I have just installed systemd-boot with kernel-install method, and all good. Could reboot without issue.
Then, as I have LUKS, I followed your instructiions below:
But when I run sudo mkinitcpio -P
I got a bunch of errors:
==> Building image from preset: /etc/mkinitcpio.d/linux-lts.preset: ‘default’
→ -k /boot/vmlinuz-linux-lts -c /etc/mkinitcpio.conf -g /boot/initramfs-linux-lts.img
==> ERROR: specified kernel image does not exist:/boot/vmlinuz-linux-lts' ==> Building image from preset: /etc/mkinitcpio.d/linux-lts.preset: 'fallback' -> -k /boot/vmlinuz-linux-lts -c /etc/mkinitcpio.conf -g /boot/initramfs-linux-lts-fallback.img -S autodetect ==> ERROR: specified kernel image does not exist:
/boot/vmlinuz-linux-lts’
==> Building image from preset: /etc/mkinitcpio.d/linux.preset: ‘default’
→ -k /boot/vmlinuz-linux -c /etc/mkinitcpio.conf -g /boot/initramfs-linux.img
==> ERROR: specified kernel image does not exist:/boot/vmlinuz-linux' ==> Building image from preset: /etc/mkinitcpio.d/linux.preset: 'fallback' -> -k /boot/vmlinuz-linux -c /etc/mkinitcpio.conf -g /boot/initramfs-linux-fallback.img -S autodetect ==> ERROR: specified kernel image does not exist:
/boot/vmlinuz-linux’
==> Building image from preset: /etc/mkinitcpio.d/linux-zen.preset: ‘default’
→ -k /boot/vmlinuz-linux-zen -c /etc/mkinitcpio.conf -g /boot/initramfs-linux-zen.img
==> ERROR: specified kernel image does not exist:/boot/vmlinuz-linux-zen' ==> Building image from preset: /etc/mkinitcpio.d/linux-zen.preset: 'fallback' -> -k /boot/vmlinuz-linux-zen -c /etc/mkinitcpio.conf -g /boot/initramfs-linux-zen-fallback.img -S autodetect ==> ERROR: specified kernel image does not exist:
/boot/vmlinuz-linux-zen’
Anyway I did reboot OK, but still without asking my encryption password, when your tutorial says that as this point I should have been asked for the password.
What do you advice in this situation ? Should I forget about the previous errors and use cryptsetup to delete the crypto_keyfile… or is there a way to debug those errors ?
Thanks in advance
I had the same issue (almost). My issue was about setting the default kernel to boot to.
As usual @dalto helped me with it here → [Tutorial] Convert to systemd-boot - #160 by limotux
Doing this I could boot by default to the LTS kernel not the default kernel while still having an option to boot to default kernel or to fallback.
I hope this adds some benefit for you.
I think the issue would be related to your EFI partition but it is full, that is why kernel images cannot be stored on this partition.
Can you check how big is size of the EFI partition?

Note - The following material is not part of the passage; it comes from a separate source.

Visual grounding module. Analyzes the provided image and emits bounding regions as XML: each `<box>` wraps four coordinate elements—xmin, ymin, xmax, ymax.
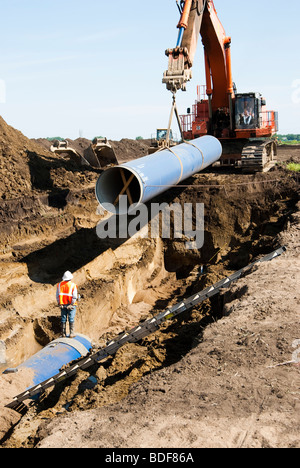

Well, I got it sorted. The issue was with the old presets in mkinitcpio.d , so I just re-installed the 3 kernels I use (Linux, Zen and LTS), then ran again sudo mkinitcpio -P
and voila, no error and my passord was asked at reboot
No the EFI partition is big enough. But I just got it sorted (see my last post above). Thanks anyway !
You cannot reliably boot off a snapshot with systemd-boot.
I need to modify the instructions. Re-install your kernels. That will fix the mkinitcpio presets.
EDIT: Oops looks like you already figured that out.
@dalto I have linux
linux-lts
and linux-zen
kernels installs (all with corresponding headers too) and if I add all those kernels up, it comes to about 518MB (not including the headers).
[scott@EndeavourOS ~]$ du -sh /boot
179M /boot
[scott@EndeavourOS ~]$ sudo fdisk -l
[sudo] password for scott:
Disk /dev/sda: 238.47 GiB, 256060514304 bytes, 500118192 sectors
Disk model: HFS256G39TND-N21
Units: sectors of 1 * 512 = 512 bytes
Sector size (logical/physical): 512 bytes / 4096 bytes
I/O size (minimum/optimal): 4096 bytes / 4096 bytes
Disklabel type: gpt
Disk identifier: B02B050B-EEF0-AE4C-A2D4-5B4D213CB602
Device Start End Sectors Size Type
/dev/sda1 4096 618495 614400 300M EFI System
/dev/sda2 618496 481648511 481030016 229.4G Linux filesystem
/dev/sda3 481648512 500103449 18454938 8.8G Linux swap
[scott@EndeavourOS ~]$
I’ve confused myself a little bit, do I need to have my EFI be bigger than my du -sh /boot
from just one kernel or for all three (not sure if I need to include headers into that too or not)? I typically switch between linux
and linux-lts
for testing making sure there’s no bugs running wild. Given the situtation of things and reading more about systemd-boot, I’m curious and very tempted to give this systemd-boot a go though I’ll admit.